Jasper olayının üzerinden tam 1 yıl geçmişti. O günden sonra yuko birkaç ay aşk acısı çekmiş ve sonrasına unutmak için 6 ay ev projesi üzerinde çalışmıştı. Bu konuda Emma ve hardy onu desteklemiş ve yardım etmek için herşeylerini geride bırakmıştı. Ve bu onlara da iyi gelmişti. Yuko inşaatı bitmiş olan boş havuza baktı. Onu doldurmak ve akşamları yüzmek için can atıyordu. Hardy havuza baktığını fark edince güldü.Yuko: ne?
Hardy: bugün doldurmaya başlarsak yarın tamamen dolmuş olur.
Yuko: nasıl bildin?
Hardy: seni tanıyorum da ondan
Emma: o zaman şimdi doldurmaya başlayalım.
Yuko içeriden gelen tıkırtıyı duyunca bir an duraksadı. Eve yerleştiği günden beri durmadan sesler duyuyordu. Yürüme sesi koşma sesi. Genelde bodrumdan gelen sesler sonradan tavan arasına şimdi de evden biraz dışarı çıkınca evin içine kadar yayılmıştı. Ne kadar fare tuzağı kurarsa kursun bir tane bile yakalayamamıştı. Hardy onun neden tedirgin olduğunu biliyordu.yuko Jasper için 1 yıl önce uzaklaştırma kararı almıştı. Fakat o günü unutamıyordu.
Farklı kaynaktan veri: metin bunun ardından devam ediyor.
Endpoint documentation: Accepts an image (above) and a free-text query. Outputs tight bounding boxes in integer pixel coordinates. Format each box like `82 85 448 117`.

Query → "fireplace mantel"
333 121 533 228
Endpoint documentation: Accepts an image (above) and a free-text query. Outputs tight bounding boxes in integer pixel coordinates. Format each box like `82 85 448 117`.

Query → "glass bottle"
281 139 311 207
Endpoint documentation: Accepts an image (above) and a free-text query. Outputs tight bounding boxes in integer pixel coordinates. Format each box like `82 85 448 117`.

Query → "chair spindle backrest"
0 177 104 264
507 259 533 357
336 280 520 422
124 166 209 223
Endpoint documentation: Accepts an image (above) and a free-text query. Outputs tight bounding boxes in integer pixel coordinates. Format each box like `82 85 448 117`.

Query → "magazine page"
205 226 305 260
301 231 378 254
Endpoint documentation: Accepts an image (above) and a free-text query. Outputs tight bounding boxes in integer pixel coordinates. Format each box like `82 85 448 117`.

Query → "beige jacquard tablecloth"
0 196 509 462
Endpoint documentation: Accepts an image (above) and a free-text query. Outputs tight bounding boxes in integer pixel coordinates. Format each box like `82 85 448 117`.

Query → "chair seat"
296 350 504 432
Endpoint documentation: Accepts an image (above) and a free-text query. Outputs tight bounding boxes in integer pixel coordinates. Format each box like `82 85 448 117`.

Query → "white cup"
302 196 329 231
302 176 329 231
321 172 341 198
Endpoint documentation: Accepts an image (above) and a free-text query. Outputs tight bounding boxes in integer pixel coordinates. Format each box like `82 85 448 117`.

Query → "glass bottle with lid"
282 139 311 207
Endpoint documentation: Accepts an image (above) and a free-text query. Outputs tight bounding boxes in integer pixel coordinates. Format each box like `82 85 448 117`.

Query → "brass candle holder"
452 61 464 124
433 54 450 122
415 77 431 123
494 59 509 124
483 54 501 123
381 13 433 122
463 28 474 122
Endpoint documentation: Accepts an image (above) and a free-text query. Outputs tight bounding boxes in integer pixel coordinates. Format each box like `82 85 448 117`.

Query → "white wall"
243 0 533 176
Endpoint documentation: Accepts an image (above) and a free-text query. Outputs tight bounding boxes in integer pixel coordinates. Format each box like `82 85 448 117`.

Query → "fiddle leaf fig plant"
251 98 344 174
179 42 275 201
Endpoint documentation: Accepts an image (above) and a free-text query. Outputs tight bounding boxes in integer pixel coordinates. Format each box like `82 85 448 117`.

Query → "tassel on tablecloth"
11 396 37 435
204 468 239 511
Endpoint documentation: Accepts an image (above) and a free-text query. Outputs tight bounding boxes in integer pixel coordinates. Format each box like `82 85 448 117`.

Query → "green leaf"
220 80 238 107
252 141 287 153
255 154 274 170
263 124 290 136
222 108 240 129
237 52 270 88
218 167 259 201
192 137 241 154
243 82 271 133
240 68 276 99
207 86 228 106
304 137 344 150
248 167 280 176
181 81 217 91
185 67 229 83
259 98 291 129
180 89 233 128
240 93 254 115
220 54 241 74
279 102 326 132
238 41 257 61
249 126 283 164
Onun geleceğinden o kadar emindi ki. Aslında birazda bunu umuyordu. Kalbindeki yara hala iyileşmemişti. Emma onu rahatlatmak için içeriye girip,tuhaf tuhaf sesler çıkardı. Ardından geri dönüp,hayalet taklidi yaparak masaya oturdu. Yuko kahkaha attı.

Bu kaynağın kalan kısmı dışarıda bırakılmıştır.